Eastern Standard Time

While Western art cinema draws the flashbulbs at Cannes, contemplative works from China, Taiwan, and Hong Kong leave the festival glowing in klieg lights from the East

So many choices, so little time. Every cut and every camera move in the film seem to draw the director, his characters, and his audience into a kind of shared lament for the infinitesimal decision that has just been made, and can never be made again. No wonder Leung's character is a newspaper editor: His career is predicated on making choices that can never be reversed once the copy goes to press. And how understandable it is that Wong found it so difficult to finish this project. Not since the most ambitious work of Kubrick and Scorsese have the theme and style of a film so strongly matched its maker's hyperobsessive methods.

Not wanting to let its own brief moment of opportunity slip away, the American art-film distributor USA Films purchased In the Mood for Love several days ago, sight unseen--which means that it will likely show up in theaters sometime this winter, in time to qualify for year-end awards. As for whether the movie will attract a larger stateside audience than the director's Chungking Express and Fallen Angels, it seems unlikely--and unlikely to matter much in the context of Wong's sizable international reputation as a genius.

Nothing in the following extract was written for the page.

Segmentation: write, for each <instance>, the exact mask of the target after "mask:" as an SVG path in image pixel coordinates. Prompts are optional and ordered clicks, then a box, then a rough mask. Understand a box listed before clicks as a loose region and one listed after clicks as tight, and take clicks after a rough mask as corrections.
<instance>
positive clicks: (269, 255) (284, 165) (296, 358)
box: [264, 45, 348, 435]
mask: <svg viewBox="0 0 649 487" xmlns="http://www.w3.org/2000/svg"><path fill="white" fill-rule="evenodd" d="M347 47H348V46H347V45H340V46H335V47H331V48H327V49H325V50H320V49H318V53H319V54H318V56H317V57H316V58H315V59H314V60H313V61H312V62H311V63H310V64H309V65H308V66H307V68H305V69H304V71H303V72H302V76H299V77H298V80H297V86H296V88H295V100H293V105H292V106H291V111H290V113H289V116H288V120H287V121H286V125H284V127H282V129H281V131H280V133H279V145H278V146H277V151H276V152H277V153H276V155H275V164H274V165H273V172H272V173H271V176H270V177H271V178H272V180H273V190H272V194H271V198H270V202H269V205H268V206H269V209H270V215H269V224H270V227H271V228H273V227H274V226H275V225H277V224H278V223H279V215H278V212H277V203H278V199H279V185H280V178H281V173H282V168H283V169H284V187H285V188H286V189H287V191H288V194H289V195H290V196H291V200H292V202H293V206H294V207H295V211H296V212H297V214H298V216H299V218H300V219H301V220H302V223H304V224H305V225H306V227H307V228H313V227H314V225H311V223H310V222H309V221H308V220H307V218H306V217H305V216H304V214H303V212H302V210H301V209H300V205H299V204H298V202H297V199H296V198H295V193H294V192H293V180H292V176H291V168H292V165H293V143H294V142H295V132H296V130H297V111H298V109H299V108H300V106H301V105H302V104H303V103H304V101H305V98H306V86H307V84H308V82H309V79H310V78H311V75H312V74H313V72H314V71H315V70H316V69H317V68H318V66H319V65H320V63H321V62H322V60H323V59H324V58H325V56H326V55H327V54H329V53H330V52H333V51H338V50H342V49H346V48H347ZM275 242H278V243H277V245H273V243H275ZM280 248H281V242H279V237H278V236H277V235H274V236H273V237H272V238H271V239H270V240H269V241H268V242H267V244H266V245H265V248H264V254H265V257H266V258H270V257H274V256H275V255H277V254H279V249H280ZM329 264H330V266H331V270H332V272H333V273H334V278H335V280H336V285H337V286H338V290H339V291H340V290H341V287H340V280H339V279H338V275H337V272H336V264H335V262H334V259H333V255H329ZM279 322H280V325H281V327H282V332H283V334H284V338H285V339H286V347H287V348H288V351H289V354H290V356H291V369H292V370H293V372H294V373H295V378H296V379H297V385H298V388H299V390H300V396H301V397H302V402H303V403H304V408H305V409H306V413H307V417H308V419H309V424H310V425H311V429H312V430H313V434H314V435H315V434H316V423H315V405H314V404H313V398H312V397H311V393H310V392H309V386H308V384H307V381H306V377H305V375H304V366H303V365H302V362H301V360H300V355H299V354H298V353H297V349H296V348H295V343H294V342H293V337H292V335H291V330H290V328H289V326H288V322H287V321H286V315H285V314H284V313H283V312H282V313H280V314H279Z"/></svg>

Still, the desire to catapult the filmmaker to the proverbial "next level" is palpable: During the roundtable interview, one writer asks Wong whether he'd consider making a movie in Hollywood.

"Well, it has to be mutual," he replies. "I'm not sure that a producer in the West would like to work with a guy who has no script, who has no schedule. So even though I want to, it's not easy. I'd better continue to work in my own way. Hollywood has certain requirements. To work in Hollywood, you have to be Hollywood, you know? It's not that you have to be American, but you have to be Hollywood--you have to speak that language."

And in the end, this sentiment may be what best defines the year at Cannes. For while the currency of international film--the greenback--spoke loudly as usual, directors such as Wong, Yang, and Jiang insisted on communicating in that richer language of cinema.